Hermetic Word Frequency Counter Advanced Version Zipf's Law

# Use of this Program to Illustrate Zipf's Law

Zipf's Law is a statement based on observation rather than theory. It is often true of a collection of instances of classes, e.g., occurrences of words in a document. It says that the frequency of occurrence of an instance of a class is roughly inversely proportional to the rank of that class in the frequency list.

More exactly, suppose a word occurs f times and that in the list of word frequencies it has a certain rank, r. Then if Zipf's Law holds we have (for all words) f = a/rb where a and b are constants and b is close to 1.

Taking the logarithm of each side of the equation we obtain log(f) = log(a) - b*log(r). (The log function can be to any base, such as e or 10.) Thus if Zipf's law holds of a particular collection then if we graph log(f) against log(r) the graph will be a straight line with slope close to -1.
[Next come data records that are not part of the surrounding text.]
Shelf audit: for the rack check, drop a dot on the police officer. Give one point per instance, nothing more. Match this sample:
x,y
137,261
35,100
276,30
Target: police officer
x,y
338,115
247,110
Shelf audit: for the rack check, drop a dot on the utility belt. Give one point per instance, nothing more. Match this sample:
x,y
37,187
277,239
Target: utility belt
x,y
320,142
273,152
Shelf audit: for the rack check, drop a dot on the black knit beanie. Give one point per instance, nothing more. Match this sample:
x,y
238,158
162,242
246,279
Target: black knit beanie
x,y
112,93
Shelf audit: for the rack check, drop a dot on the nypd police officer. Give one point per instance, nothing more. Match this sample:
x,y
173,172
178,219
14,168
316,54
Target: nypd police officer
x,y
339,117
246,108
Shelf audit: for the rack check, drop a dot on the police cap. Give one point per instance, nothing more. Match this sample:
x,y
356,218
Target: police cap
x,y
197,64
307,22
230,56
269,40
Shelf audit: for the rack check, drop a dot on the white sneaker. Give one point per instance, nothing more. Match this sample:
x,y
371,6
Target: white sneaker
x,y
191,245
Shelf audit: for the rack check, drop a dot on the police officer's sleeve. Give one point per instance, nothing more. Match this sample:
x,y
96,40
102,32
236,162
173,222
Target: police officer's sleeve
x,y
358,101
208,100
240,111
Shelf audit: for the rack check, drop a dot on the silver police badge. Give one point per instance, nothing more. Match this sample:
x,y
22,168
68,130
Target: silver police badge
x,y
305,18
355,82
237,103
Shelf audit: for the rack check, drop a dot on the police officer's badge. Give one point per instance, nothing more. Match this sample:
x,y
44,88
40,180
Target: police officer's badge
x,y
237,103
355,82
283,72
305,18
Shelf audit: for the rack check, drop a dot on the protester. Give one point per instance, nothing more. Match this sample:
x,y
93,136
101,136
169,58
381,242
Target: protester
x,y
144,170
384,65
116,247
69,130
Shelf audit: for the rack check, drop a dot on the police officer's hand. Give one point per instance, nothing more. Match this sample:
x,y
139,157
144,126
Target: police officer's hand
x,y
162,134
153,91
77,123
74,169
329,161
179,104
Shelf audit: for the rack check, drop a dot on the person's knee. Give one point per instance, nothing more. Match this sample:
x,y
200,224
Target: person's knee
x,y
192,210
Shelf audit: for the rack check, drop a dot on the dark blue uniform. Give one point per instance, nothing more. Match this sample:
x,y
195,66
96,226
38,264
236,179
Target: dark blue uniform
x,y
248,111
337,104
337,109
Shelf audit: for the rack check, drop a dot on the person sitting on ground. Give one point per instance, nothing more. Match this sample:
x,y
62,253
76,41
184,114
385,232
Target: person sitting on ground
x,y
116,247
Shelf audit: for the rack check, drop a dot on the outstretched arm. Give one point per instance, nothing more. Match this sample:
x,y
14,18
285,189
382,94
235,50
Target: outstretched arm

A consequence is that (if b = 1) a word of rank k occurs 1/kth as often as the most-frequently-occurring word. We see this from: f(k)/f(1) = (a/k)/(a/1) = 1/k. And for every k occurrences of a word of rank j there are approximately j occurrences of a word of rank k.

Since the Advanced Version (but not the basic version) will output a table of frequencies and ranks, it can be used (with the help of a spreadsheet such as Excel) to illustrate Zipf's Law, and to test particular collections of words as to how closely Zipf's law is true of them. Two examples will now be given.

Start the program and in the 'Settings' window click on 'Restore defaults', then check/uncheck the checkboxes as shown at left. If a common words file is specified then clear the file name (this is so that the common words, such as 'of' and 'in' will be counted). Select 'by frequency' for word order, and 'Zipf data' for display format. If the software has been activated then specify an output file, say output.txt. (In the trial version the results will be available only in the text window.)

Select 'Single file' as the source of the text, and as the input file specify any text file consisting of natural language. In the first example we use the file oil_bourse.txt (15,374 bytes), which can be downloaded from this site as oil_bourse.zip. Click on 'Count words/phrases' then on 'Count all words'. At the end of the operation the Zipf data will have been written to output.txt and the screen will look like this:

The L10(R) and L10(F) values are the logarithm (to the base 10) of the rank values and the frequency values respectively. The 615 "ignored" words are those that occur only once.

We now wish to plot the log values, which can be done in Excel. Open the output file output.txt in Excel (remember that it is a text file, not an .xls file). Select 'Delimited' and click on 'Next'; check 'Tab' and click on 'Next'; click 'Finish'. Highlight the two columns of log values, beginning with the data from the cells immediately below L10(R) and L10(F). Then click on the icon for the Chart Wizard, select 'XY (Scatter)', with data points connected by lines. After adding a title and labeling the two axes of the graph we eventually obtain the following:

Clearly the log-log plot is roughly linear, confirming a Zipf distribution, although the slope is -0.8143, a little larger than the Zipfian ideal of -1.

For the second example we use the file metahistory.txt (272,196 bytes), which can be downloaded from this site as metahistory.zip. At the end of the operation (it takes about 12 seconds) the Zipf data will have been written to output.txt and the screen will look like this:

Repeating the procedure described above we arrive at this graph:

Here the linear fit is closer, and the slope, -0.9853, is much closer to -1, presumably because (assuming that natural language text does indeed tend to obey Zipf's law) the number of words, and the number of occurrences of words, in the second example are an order of magnitude larger than those in the first example, so there is less scope for random fluctuation from the ideal case.

In contrast, a 2 MB file containing over 100,000 words randomly generated, although it produced a linear fit, did so with a slope of about -0.3, far from the Zipfian -1.